= Wireless intelligent stream handling =

Wireless intelligent stream handling (WISH) is a type of software which prioritizes the traffic of different applications over a wireless network.

WISH makes use of three different priority classifiers which enables a user to choose what kind of traffic should be preferred.
- HTTP
With this option enabled video and audio streams that use HTTP (so basically all videos played in the browser) are preferred over other kinds of traffic.
- Windows Media Center
With this option enabled the access point will recognize specific video and audio streams used by Media center PC's and Windows Media Center Extenders, for instance the Xbox 360.
- Automatic
Automatic mode makes the access point attempt to prioritize traffic that is recognized as a stream but not necessarily a HTTP or Windows Media Center stream. Also this de-prioritizes transfers such as file transfers. Since games and VoIP are left at normal priority so games and VoIP traffic have an advantage to.

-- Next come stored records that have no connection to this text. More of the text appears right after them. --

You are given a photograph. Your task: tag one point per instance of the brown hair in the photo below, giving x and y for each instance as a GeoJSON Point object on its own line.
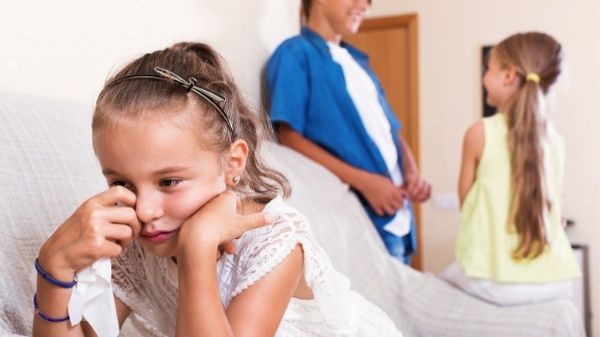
{"type": "Point", "coordinates": [306, 6]}
{"type": "Point", "coordinates": [529, 53]}
{"type": "Point", "coordinates": [142, 98]}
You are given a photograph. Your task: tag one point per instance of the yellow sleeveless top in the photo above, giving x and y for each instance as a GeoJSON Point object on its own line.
{"type": "Point", "coordinates": [486, 240]}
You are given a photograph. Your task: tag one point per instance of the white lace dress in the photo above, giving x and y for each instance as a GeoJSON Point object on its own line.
{"type": "Point", "coordinates": [148, 284]}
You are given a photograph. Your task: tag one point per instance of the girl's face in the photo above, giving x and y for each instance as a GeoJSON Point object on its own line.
{"type": "Point", "coordinates": [345, 16]}
{"type": "Point", "coordinates": [501, 82]}
{"type": "Point", "coordinates": [171, 175]}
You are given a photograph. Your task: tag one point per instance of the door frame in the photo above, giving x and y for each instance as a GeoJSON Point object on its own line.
{"type": "Point", "coordinates": [410, 22]}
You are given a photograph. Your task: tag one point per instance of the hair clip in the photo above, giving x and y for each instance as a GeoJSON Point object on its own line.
{"type": "Point", "coordinates": [214, 99]}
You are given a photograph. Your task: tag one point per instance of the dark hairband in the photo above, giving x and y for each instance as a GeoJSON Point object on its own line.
{"type": "Point", "coordinates": [214, 99]}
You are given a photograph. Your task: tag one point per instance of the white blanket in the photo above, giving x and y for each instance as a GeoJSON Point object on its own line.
{"type": "Point", "coordinates": [48, 169]}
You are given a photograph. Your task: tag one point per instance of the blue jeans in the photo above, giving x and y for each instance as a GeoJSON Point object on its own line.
{"type": "Point", "coordinates": [399, 247]}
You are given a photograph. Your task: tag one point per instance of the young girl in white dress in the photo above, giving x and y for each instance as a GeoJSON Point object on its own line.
{"type": "Point", "coordinates": [202, 245]}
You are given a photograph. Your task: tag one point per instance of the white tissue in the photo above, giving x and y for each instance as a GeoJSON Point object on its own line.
{"type": "Point", "coordinates": [400, 224]}
{"type": "Point", "coordinates": [92, 299]}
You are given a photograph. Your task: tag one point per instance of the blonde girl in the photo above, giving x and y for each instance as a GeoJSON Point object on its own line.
{"type": "Point", "coordinates": [185, 217]}
{"type": "Point", "coordinates": [511, 247]}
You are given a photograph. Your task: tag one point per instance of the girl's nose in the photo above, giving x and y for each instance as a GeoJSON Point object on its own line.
{"type": "Point", "coordinates": [148, 206]}
{"type": "Point", "coordinates": [363, 4]}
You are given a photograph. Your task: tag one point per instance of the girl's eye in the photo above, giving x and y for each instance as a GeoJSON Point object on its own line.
{"type": "Point", "coordinates": [118, 183]}
{"type": "Point", "coordinates": [170, 182]}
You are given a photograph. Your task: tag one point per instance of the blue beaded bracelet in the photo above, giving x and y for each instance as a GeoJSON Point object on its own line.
{"type": "Point", "coordinates": [43, 316]}
{"type": "Point", "coordinates": [51, 279]}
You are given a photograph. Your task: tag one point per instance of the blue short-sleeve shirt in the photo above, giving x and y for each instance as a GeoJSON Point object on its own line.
{"type": "Point", "coordinates": [307, 91]}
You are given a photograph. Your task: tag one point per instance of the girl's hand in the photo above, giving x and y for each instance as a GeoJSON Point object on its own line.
{"type": "Point", "coordinates": [216, 224]}
{"type": "Point", "coordinates": [101, 227]}
{"type": "Point", "coordinates": [384, 197]}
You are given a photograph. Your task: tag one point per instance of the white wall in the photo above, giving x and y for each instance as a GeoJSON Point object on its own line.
{"type": "Point", "coordinates": [451, 34]}
{"type": "Point", "coordinates": [66, 48]}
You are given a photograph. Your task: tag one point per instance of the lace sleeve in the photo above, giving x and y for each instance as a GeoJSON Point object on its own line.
{"type": "Point", "coordinates": [126, 276]}
{"type": "Point", "coordinates": [262, 249]}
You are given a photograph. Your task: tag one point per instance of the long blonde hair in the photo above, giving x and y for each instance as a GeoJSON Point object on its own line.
{"type": "Point", "coordinates": [142, 99]}
{"type": "Point", "coordinates": [537, 59]}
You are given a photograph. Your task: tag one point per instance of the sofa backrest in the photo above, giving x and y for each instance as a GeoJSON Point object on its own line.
{"type": "Point", "coordinates": [49, 168]}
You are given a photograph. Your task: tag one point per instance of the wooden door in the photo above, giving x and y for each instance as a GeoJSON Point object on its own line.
{"type": "Point", "coordinates": [392, 45]}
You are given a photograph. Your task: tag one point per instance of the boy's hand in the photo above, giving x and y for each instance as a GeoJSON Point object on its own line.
{"type": "Point", "coordinates": [384, 197]}
{"type": "Point", "coordinates": [417, 188]}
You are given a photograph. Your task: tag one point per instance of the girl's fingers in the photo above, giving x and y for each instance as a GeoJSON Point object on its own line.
{"type": "Point", "coordinates": [116, 195]}
{"type": "Point", "coordinates": [110, 249]}
{"type": "Point", "coordinates": [121, 234]}
{"type": "Point", "coordinates": [126, 216]}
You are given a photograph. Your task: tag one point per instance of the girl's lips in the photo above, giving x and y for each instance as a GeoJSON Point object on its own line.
{"type": "Point", "coordinates": [158, 237]}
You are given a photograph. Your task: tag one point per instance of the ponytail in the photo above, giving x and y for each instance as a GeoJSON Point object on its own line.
{"type": "Point", "coordinates": [537, 58]}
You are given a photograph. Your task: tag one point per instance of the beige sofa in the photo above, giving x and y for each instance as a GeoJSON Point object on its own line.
{"type": "Point", "coordinates": [48, 168]}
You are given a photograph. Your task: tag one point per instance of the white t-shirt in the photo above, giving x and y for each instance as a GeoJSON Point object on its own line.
{"type": "Point", "coordinates": [364, 94]}
{"type": "Point", "coordinates": [148, 284]}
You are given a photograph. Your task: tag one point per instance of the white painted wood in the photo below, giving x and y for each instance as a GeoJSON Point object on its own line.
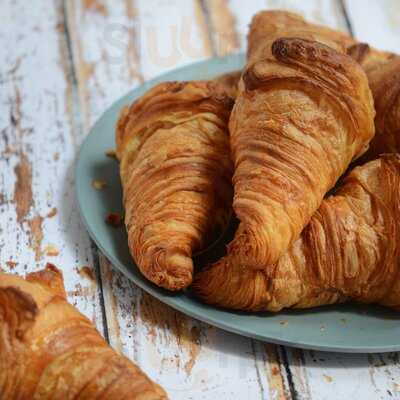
{"type": "Point", "coordinates": [376, 22]}
{"type": "Point", "coordinates": [39, 140]}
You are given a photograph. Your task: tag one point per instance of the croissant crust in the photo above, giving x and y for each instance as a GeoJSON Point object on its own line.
{"type": "Point", "coordinates": [303, 112]}
{"type": "Point", "coordinates": [176, 174]}
{"type": "Point", "coordinates": [48, 350]}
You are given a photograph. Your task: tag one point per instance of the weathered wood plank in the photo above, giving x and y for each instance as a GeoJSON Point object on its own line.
{"type": "Point", "coordinates": [139, 40]}
{"type": "Point", "coordinates": [377, 23]}
{"type": "Point", "coordinates": [39, 221]}
{"type": "Point", "coordinates": [306, 374]}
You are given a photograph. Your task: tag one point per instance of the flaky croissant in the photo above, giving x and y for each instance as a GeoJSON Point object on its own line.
{"type": "Point", "coordinates": [350, 250]}
{"type": "Point", "coordinates": [303, 112]}
{"type": "Point", "coordinates": [48, 350]}
{"type": "Point", "coordinates": [176, 171]}
{"type": "Point", "coordinates": [382, 69]}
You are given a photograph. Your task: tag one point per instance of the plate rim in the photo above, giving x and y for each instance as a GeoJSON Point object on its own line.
{"type": "Point", "coordinates": [156, 292]}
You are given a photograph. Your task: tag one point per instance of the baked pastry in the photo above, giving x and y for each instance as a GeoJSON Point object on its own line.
{"type": "Point", "coordinates": [350, 251]}
{"type": "Point", "coordinates": [176, 171]}
{"type": "Point", "coordinates": [382, 69]}
{"type": "Point", "coordinates": [303, 112]}
{"type": "Point", "coordinates": [383, 72]}
{"type": "Point", "coordinates": [48, 350]}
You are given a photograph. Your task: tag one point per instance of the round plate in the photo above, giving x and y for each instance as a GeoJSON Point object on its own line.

Also, WISH allows the user to configure the system based on the following things:

- For specific applications by traffic type
- For specific online games by port addresses
- From a specific device by IP addresses

This enables the user to set a certain computer to a lower priority. This could help if the PC is, for example, only used for downloading. Also, PCs that are used for downloading and streaming media can use this to prioritize the streaming media above downloading, therefore decreasing the time used to load the stream.